Los edificios construidos a partir del Tribunal estaban todos preparados para la autosuficiencia, por lo que aquellos conductos no eran necesarios, ya que producían su propio aire; evidentemente, Antonio eso no lo sabía, y su padre no tenía la mente ocupada en aquellas fatuas cosas en ese preciso instante. Samuel Pérez, un jefe de mucho mayor rango, había solicitado a Ginés, el padre de Antonio, que se personase en su despacho después de la comida, pues quería proponerle algo acerca de un ascenso.


Ginés trabajaba para una empresa de las Grandes Familias, como la mayoría de los ciudadanos y, aunque el pequeño Antonio no lo sabía, se ocupaba de la Seguridad y Mantenimiento de los edificios, un trabajo de máxima responsabilidad. Ginés tenía su puesto de trabajo en una de las plantas más bajas, la sesenta y dos; y la familia vivía en un nivel dieciocho, un poco más abajo.

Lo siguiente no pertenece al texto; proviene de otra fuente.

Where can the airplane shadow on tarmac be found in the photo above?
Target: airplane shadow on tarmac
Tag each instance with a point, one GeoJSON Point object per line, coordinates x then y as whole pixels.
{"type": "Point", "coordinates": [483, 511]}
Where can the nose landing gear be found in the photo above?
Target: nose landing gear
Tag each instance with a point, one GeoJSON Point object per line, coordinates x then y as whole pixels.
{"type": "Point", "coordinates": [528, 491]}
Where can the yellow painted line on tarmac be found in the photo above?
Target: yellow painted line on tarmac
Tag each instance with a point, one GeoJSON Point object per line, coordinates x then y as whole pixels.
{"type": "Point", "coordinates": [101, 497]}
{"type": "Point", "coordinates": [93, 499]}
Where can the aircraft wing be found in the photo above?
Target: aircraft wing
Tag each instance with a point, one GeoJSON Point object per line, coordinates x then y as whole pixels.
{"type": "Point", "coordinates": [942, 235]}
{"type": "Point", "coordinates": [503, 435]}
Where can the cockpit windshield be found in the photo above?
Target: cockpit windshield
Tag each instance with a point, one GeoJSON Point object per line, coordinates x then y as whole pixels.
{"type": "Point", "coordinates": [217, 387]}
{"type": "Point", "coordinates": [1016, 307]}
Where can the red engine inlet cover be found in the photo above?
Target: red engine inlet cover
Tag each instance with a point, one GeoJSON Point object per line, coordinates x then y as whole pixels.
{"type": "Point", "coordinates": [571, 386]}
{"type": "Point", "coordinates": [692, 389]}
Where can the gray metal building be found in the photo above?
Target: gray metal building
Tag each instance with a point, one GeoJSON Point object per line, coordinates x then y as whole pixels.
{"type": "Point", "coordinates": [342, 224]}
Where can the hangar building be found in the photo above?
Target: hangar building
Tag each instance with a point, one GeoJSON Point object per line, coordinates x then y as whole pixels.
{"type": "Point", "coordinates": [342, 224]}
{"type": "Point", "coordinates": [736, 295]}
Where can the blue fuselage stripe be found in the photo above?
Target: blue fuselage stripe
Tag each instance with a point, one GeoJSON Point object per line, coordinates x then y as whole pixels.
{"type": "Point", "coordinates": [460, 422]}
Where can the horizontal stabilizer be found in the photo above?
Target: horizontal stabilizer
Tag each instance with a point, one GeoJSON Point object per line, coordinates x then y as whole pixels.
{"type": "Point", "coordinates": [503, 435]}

Cuando las puertas del ascensor se abrieron Antonio calculó que debían estar aproximadamente en una planta doscientos, por lo que se encontraban en un nivel seis o siete, donde solo habitaban y trabajan los dirigentes estatales. El mayordomo que los acompañaba sacó unas gafas oscuras de un estuche de cuero que había en el cajón de una mesilla que soportaba una lámpara, y se las entregó a padre e hijo, haciendo un gesto para que las usasen.


Esperen. —Abrió una puerta a través de la cual solo se veía otra exactamente igual y desapareció.